Later in this chapter, we’ll be talking about options for handling your emotions, reactions, and resultant provider-patient dynamics. For now, as you go through the possibilities below, simply notice how you feel reading them, especially any discomfort which arises. If that happens, just note it and stay with it until you feel compassion for yourself rather than judgment. You are human and allowed to have the same foibles and emotions as the rest of us. If you are going to try to treat your patients with compassion rather than judgment, this is a good time to start understanding your feelings about your own eating struggles.

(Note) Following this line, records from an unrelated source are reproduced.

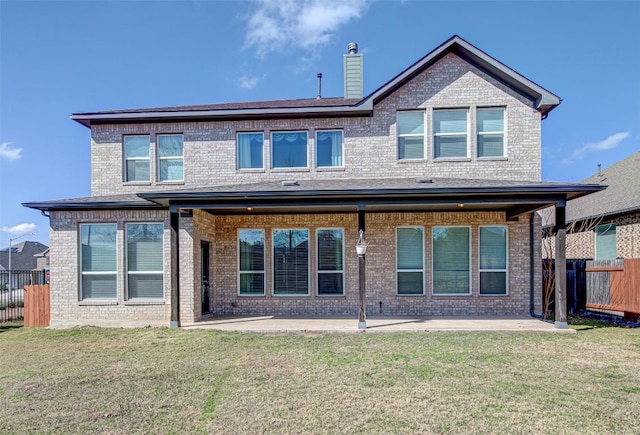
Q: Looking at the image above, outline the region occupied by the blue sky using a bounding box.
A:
[0,0,640,247]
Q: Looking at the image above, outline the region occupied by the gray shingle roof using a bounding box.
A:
[567,152,640,222]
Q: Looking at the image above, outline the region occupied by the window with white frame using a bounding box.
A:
[156,134,184,181]
[479,225,508,295]
[396,110,424,160]
[124,136,151,181]
[271,131,309,168]
[238,230,265,296]
[476,108,505,157]
[433,109,468,159]
[273,229,309,295]
[80,224,118,300]
[595,224,617,260]
[317,228,344,296]
[126,223,164,299]
[396,227,424,295]
[316,130,344,168]
[236,133,264,169]
[432,227,471,295]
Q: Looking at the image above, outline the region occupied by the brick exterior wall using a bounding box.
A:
[91,54,542,195]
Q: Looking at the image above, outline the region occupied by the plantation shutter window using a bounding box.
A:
[238,230,264,296]
[396,227,424,295]
[479,226,507,295]
[317,229,344,295]
[126,223,164,299]
[80,224,118,300]
[273,229,309,295]
[432,227,471,295]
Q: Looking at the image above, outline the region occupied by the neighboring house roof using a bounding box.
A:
[567,152,640,222]
[71,35,561,127]
[0,241,48,270]
[23,178,603,218]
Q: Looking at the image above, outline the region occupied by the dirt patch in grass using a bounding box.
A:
[0,328,640,434]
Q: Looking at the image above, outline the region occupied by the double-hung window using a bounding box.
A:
[432,227,471,295]
[80,224,118,300]
[271,131,308,168]
[156,134,184,181]
[396,227,424,295]
[124,136,151,181]
[396,110,424,160]
[479,226,507,295]
[317,228,344,296]
[273,229,309,295]
[433,109,468,159]
[126,223,164,299]
[476,108,505,157]
[595,224,617,260]
[238,230,264,296]
[316,130,343,168]
[236,133,264,169]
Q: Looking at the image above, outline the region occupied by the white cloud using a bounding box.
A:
[562,131,629,164]
[245,0,369,57]
[0,142,22,160]
[236,75,262,90]
[0,222,37,236]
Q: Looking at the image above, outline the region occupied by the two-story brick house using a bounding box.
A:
[25,36,601,326]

Here are eight possibilities and how they may cause you to react to patients with eating concerns or high weights:

1.Situation: You may be vigilant about eating healthfully, exercising, and keeping a watchful eye on the scale, believing that if you can do this, your patients can too.

Reaction: bafflement, disgust, contempt, or frustration

2.Situation: You may struggle against mindless eating, skipping out on the gym, or going for a run, and feel an unwelcome, uneasy kinship with your patients who share your battle fatigue.

Reaction: guilt, shame, vulnerability, or hopelessness

3.Situation: You may, as a naturally thin person blessed with a fast metabolism, expect others to eat what they want as you do without packing on pounds.

Reaction: bafflement, disbelief, contempt, or pity

4.Situation: You may, as a former person with eating difficulties who has been able to shed pounds and keep them off, be unable to fathom why other people can’t stop eating when they’re full or pass up sweets and treats as you have learned to do.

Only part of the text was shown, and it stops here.